Cover and simmer on very low heat for one hour - then add the potato and the browned vegetable mix. Simmer covered for another 30-60 minutes, until meat is tender.
In a small sauce pan over medium-low heat, melt butter and then add flour. Stir continually until flour is cooked through and mixture is a golden color. Slowly add 1 cup of liquid from beef stew, and add this gravy back into the stew pot to thicken, and turn heat to low.
Heat the oven to 350 F and line a baking sheet with parchment paper.

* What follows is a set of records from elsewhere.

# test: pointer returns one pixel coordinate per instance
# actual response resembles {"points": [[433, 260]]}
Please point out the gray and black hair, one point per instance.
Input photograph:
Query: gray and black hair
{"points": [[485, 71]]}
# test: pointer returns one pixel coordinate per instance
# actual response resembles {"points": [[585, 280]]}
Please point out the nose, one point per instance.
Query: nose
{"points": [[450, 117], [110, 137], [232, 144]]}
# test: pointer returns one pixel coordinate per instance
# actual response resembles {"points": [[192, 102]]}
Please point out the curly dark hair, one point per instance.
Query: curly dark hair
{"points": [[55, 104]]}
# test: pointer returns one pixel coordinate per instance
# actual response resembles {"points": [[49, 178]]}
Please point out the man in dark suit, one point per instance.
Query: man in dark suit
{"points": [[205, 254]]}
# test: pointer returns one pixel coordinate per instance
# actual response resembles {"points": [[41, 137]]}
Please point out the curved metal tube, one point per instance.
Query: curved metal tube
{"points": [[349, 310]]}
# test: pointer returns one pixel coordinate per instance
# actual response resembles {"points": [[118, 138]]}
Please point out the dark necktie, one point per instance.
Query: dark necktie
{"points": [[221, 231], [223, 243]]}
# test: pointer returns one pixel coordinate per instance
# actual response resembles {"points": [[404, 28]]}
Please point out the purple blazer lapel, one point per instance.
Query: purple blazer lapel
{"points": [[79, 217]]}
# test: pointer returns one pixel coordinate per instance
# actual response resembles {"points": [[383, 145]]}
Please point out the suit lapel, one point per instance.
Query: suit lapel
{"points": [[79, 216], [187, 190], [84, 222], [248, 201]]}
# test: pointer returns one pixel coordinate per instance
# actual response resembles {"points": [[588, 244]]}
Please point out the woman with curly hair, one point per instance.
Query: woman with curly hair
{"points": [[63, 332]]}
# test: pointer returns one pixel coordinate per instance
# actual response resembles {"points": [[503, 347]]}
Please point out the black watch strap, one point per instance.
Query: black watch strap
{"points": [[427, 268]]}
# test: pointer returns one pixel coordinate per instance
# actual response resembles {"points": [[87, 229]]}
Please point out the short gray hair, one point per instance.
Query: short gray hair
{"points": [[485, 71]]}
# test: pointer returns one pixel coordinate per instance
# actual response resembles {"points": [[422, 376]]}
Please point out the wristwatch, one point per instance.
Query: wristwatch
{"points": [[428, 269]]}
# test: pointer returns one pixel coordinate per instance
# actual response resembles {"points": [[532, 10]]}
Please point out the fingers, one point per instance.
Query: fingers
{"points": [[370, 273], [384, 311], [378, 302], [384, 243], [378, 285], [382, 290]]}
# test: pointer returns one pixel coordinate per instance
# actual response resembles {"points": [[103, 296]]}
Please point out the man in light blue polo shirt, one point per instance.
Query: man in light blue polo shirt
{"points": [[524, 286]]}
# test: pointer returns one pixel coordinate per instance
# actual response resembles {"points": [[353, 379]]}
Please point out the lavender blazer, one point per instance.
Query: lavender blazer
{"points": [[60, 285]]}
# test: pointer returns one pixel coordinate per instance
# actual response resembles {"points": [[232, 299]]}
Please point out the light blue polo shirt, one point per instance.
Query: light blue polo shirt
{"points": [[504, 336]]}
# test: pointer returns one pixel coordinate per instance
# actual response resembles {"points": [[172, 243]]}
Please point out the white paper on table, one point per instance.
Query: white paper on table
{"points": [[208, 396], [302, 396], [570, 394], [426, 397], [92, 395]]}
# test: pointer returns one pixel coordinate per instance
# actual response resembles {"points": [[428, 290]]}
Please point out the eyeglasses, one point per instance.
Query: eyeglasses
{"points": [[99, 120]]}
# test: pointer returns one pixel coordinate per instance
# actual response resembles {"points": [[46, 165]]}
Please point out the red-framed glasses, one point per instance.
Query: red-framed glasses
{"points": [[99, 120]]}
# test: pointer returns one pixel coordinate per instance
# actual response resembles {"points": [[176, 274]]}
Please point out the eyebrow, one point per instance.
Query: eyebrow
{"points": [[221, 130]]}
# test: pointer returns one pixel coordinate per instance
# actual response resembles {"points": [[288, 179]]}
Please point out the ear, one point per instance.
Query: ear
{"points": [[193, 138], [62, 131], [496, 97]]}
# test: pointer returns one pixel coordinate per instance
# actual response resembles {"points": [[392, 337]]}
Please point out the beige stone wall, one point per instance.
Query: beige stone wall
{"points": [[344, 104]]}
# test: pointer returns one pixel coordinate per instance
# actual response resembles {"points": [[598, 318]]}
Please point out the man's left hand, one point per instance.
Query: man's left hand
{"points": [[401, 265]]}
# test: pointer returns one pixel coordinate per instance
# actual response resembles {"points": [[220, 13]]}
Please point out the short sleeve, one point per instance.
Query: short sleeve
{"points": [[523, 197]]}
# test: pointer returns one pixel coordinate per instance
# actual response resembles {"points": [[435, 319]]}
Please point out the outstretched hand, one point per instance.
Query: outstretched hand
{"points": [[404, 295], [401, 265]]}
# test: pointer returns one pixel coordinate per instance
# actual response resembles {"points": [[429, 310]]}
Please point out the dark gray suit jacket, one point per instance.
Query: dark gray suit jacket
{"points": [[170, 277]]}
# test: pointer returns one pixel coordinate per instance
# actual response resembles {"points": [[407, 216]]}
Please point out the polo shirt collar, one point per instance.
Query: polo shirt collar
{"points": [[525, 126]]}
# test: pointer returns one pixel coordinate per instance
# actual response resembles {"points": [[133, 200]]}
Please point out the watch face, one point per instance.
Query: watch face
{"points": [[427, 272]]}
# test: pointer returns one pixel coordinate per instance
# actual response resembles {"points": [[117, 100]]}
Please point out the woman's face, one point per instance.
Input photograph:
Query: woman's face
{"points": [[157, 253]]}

In a large bowl combine the flour, baking powder, baking soda, salt, and sugar. Add the cubed butter and, with your fingers, rub it in until only it resembles very coarse sand. Toss 1 cup of the shredded cheese in the mixture. Make a well into the center and add the buttermilk and beer. Gently fold the ingredients until just combined, about 12 strokes. Bake for 12 to 15 minutes, or until the biscuits are just firm to the touch. Remove to a rack.
Place beef stew into 9x13 casserole dish. Top with biscuits. Bake for 10 minutes at 350 degrees, and then place under broiler for 1-2 minutes to brown biscuit tops.